Designed In Heaven Made In Hong Kong‘s fourth and latest single, the brooding “Flood The Harbour” seems to sonically channel Garlands and Heaven or Las Vegas-era Cocteau Twins: swirling shoegazer guitar textures are paired with swaggering and thumping, boom bap-like drums and a supple bass line create a lush and dreamy bed for There’s Talk’s Olivia Lee’s gorgeous and expressive vocal fed through a little bit of reverb. Throughout the song evokes the existential unease and dread of our current moment — with the acknowledgment that the our current world is on its death knell, and the hope that we’re on the precipice of a new, fairer world for all.
“The music for ‘Flood The Harbour’ was written on the same day I wrote ‘Blush.’ After feeling uninspired for a long time, I spent the day repeatedly watching Fallen Angels on mute while messing around with instruments, and 90% of both songs were written in a few hours,” King explains. “Whenever I’m working on something new, I always give the songs a temporary working title of the neighborhood that inspired the tune, or that I’m using found samples from, and this song drew from Yau Ma Tei.
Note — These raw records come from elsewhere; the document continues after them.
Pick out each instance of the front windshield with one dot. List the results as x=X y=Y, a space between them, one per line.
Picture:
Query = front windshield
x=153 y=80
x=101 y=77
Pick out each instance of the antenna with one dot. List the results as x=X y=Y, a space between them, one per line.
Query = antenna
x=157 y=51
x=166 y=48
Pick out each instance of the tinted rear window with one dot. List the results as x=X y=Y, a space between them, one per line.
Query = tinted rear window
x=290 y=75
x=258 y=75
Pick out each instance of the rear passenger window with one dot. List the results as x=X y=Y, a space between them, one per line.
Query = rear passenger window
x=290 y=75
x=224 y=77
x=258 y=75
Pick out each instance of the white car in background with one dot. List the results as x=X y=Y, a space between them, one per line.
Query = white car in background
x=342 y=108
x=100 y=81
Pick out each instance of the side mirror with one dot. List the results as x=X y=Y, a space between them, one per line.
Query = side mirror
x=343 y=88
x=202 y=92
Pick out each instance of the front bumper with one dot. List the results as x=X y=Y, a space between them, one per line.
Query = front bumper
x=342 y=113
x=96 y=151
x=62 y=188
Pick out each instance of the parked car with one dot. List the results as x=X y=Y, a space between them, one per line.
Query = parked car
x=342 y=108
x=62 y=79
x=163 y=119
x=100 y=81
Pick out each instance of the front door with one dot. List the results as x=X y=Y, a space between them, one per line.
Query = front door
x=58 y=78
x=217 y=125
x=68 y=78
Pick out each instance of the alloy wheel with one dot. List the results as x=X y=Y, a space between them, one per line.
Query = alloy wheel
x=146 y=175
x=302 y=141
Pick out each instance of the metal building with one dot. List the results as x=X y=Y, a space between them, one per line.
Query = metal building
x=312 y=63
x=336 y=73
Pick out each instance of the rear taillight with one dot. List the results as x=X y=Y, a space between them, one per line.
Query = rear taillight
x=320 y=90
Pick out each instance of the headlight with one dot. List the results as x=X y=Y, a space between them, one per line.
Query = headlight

Formerly a little fishing bay, Yau Ma Tei has been built extensively upon reclaimed land. Because of Hong Kong’s limited usable land and massive population density, land reclamation has been a central part of the city’s growth over the past century – over 60 km of land has been added to the city from land reclamation projects, including part of the old Kai Tak airport, and just thinking about land reclamation and its endless ripples helped shape the song.”
“I aligned on inspiration with Chris – the lyrics came to mind after simmering on the working title for the song, Yau Ma Tei, as well as hazy neon-lit montages from Fallen Angels,” There’s Talk’s Olivia Lee adds. “Sinking into the broodiness of the song, images of a revolution on the heels of the end of the world engulfed in flames and flood came to mind. Perhaps a meditation on the consequences of colonialism and corporate greed, and who will have the last word.”